Reflecting on my own moments of “pick-me” behavior, it’s easy to fall into a spiral of shame. But here’s the thing: we’re all learning. Instead of beating ourselves up over it, why not look at these experiences as part of our growth? It’s okay if you’ve been there. What matters is that you’re here now, working toward something better—toward being more you. This self-acceptance allows us to move forward with compassion and a commitment to authenticity.

Setting boundaries is essential in this journey. Reflecting on whether something aligns with your values empowers you to be more resolute in your convictions, making you less likely to fall into the “pick-me” impulse. Ask yourself: Does this situation align with who I am? Is this relationship nurturing or draining? By taking these moments to reflect, you reinforce your own standards, making it easier to stand firm when you encounter the pressure to seek validation. Establishing clear boundaries is a radical act of self-love, reminding you that your feelings and needs are valid.

Living in “pick-me” mode comes with personal costs. This behavior can manifest as constantly putting others’ needs before your own or feeling inferior when you don’t receive the attention you crave. At first, it might seem harmless, but over time, it can erode your self-esteem. Seeking validation often leaves you feeling empty and unfulfilled. Ultimately, your worth isn’t tied to someone else’s choices. When you embrace your authentic self, the right people will naturally gravitate toward you. 

Another game-changer? Decentering men. And no, I don’t mean ignoring or dismissing the men in your life—I mean not placing your worth in their hands. When you stop looking for validation from them, you can finally start seeing yourself as the main character in your own story. Focus on your passions, your friendships, and the things that light you up. 

This shift doesn’t just help you. It disrupts those tired, old narratives that tell us women have to compete for attention. It challenges the idea that men are the gatekeepers of our worth. When we, as women, stop trying to outshine each other for male approval, we open the door to deeper, more authentic relationships—both with ourselves and others.

It’s also worth mentioning that “pick-me” energy doesn’t only hurt women. It traps men, too, reinforcing the pressure they feel to measure their value by how many women are vying for their attention. It’s an outdated, unhealthy dynamic for everyone involved. By choosing authenticity, we can create a space where we’re all free to just be ourselves—no performances, no competing, no “picking.”

Breaking free from “pick-me” energy isn’t just a relief; it’s liberating. When you stop chasing validation, you stop carrying the weight of others’ expectations. You start trusting your own voice. Conversations become more fulfilling because you’re not trying to prove anything. You’re just showing up as you—and that’s more than enough.

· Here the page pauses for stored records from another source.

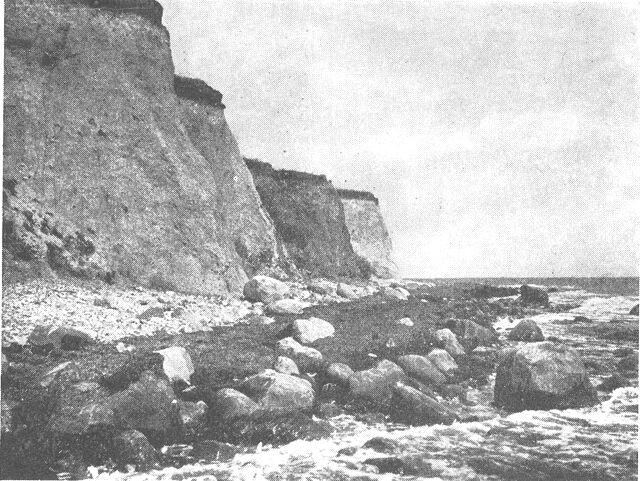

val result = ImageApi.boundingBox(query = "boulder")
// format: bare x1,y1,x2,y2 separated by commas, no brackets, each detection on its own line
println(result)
630,304,639,316
519,285,549,306
153,346,194,385
100,352,165,391
213,388,258,420
107,371,181,437
363,437,400,454
617,352,638,372
112,430,158,470
448,319,498,352
239,369,315,414
434,329,465,357
390,383,458,426
266,299,310,315
28,325,94,350
292,317,335,344
275,337,324,372
179,400,208,438
597,374,630,393
308,279,336,295
337,283,359,300
273,356,300,375
244,275,289,303
348,360,406,406
508,319,545,342
326,363,354,387
427,349,458,376
381,287,408,300
397,355,446,386
395,317,414,327
494,341,598,411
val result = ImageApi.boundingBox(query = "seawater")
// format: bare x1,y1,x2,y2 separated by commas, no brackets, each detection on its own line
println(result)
110,278,638,481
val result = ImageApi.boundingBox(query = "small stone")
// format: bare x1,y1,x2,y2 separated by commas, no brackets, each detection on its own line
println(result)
395,317,413,327
630,304,639,316
308,279,336,295
397,355,446,386
336,283,359,300
597,373,630,393
363,437,400,454
179,400,208,438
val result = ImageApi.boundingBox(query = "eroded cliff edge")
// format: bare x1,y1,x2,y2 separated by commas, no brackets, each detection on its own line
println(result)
245,159,371,279
3,0,279,294
338,189,398,279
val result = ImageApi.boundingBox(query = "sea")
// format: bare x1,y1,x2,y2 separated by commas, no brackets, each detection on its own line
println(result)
110,277,638,481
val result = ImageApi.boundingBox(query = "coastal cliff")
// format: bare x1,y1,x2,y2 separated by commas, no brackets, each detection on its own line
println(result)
338,189,398,279
245,159,370,279
2,0,278,294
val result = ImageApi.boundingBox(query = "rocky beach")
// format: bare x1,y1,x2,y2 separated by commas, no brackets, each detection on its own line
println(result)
2,0,639,480
2,277,639,479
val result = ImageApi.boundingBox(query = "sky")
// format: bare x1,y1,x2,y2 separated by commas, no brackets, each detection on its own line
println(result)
164,1,639,278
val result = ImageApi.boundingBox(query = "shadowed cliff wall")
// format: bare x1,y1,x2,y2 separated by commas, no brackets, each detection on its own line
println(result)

So, how do you break free from “pick-me” energy? It’s different for everyone, but a good place to start is by reconnecting with yourself. What do you love about you? What makes you feel alive? Write it down if that helps. Practice setting boundaries and honoring your own needs. Surround yourself with people who celebrate the real you. And, as cheesy as it sounds, remind yourself daily that you are worthy of love, respect, and joy—just as you are.

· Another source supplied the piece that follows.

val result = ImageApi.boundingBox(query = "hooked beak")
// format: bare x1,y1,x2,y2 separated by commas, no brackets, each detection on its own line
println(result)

Next time you catch yourself slipping into that old pattern, stop and take a breath. Remind yourself that you don’t need to compete for anyone’s attention. The right people will see you, appreciate you, and choose you—not because you’re performing for them, but because they’re drawn to the real you. Embrace that truth, and you’ll find that the spotlight isn’t something to compete for; it’s a place you naturally inhabit when you’re true to yourself.